You know, this whole business of forgiveness pulls us quite quickly into very deep waters indeed. Someone injures us, perhaps in a big way, perhaps small. But there is an injury. And immediately, because we are Christians, this lays a burden on us. And this can seem like a further injury – we are the aggrieved party, the innocent (well, at least in this case) one, and yet we’re the ones who have this obligation of forgiveness laid upon us by God. Unfair!
Well, it was unfair for Jesus to have to die on the Cross, too. And it really is at that level – the call to forgive, the duty of forgiveness brings us directly and immediately to an encounter with and a sharing of the Cross of Christ. He suffered without having committed any sin; we are sinners, but in this business of forgiveness we are called to suffer precisely where we have been sinned against.
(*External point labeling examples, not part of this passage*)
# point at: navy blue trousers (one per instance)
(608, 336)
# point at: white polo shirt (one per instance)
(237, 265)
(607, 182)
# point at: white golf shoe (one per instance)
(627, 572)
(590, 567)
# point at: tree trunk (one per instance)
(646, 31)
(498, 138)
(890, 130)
And so we enter into a real intimacy with Christ. And, in that, a real encounter with our own poverty. As the Pope writes above, we encounter the limits of our power to heal and overcome evil. This is precisely what the modern world has fled from these past centuries. We think we can heal and overcome evil through technical mastery, through economic and political reform, through all manner of human cleverness and creativity.
We have failed, by and large. Oh, there are diseases people no longer die from… but everyone dies still, and most people suffer before they die. The poor are still with us, centuries of economic tinkering and political maneuvering notwithstanding. The evil of humanity and of this world has proven to be ineradicable by human effort alone.
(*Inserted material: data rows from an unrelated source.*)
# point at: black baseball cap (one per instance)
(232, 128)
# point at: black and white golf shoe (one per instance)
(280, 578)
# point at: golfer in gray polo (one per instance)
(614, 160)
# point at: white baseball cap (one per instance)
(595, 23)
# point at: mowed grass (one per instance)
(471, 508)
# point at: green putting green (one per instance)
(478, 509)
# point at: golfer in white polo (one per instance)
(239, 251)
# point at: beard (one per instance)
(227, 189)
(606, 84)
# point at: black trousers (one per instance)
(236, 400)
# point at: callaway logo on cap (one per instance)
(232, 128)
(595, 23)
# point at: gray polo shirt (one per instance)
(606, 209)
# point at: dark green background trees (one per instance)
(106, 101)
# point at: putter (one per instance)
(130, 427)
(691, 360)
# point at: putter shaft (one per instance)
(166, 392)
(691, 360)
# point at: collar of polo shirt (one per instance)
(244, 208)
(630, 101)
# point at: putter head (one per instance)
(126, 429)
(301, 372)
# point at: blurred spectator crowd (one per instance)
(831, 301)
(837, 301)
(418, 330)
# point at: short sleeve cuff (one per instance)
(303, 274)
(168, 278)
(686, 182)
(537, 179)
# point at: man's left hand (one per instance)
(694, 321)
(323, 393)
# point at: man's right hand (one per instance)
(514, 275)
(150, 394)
And so we are brought again to Christ and his Cross. Really, when you think of it, we should be sending our enemies, that is the people who have hurt us most deeply, lavish thank you letters and bouquets of roses. They keep driving us to Jesus and to the Cross (darn them!), pushing us to a level of reality where we have no other recourse but Christ.
They do us a great favor, really. Catherine Doherty used to say that she felt like she was climbing the ladder of spiritual life towards God, and whenever she would get tired and flag a bit her enemies would come up the ladder behind her and jab a hat pin in her behind to get her climbing again!
Well, allowing for difference of tone and idiom, that’s pretty much what Pope Benedict is describing in this passage. So… I don’t know how pressing this matter is for you today. Sometimes we aren’t being injured too much at any given time, but it does come to us all one way or another, sooner or later, and usually sooner. Be very mindful, be ‘watchful and wise’ when it does. The moment of injury, of encounter with evil, of call to forgive, of struggle and sorrow—this is the supreme moment of encounter, of intimacy, of union with Christ.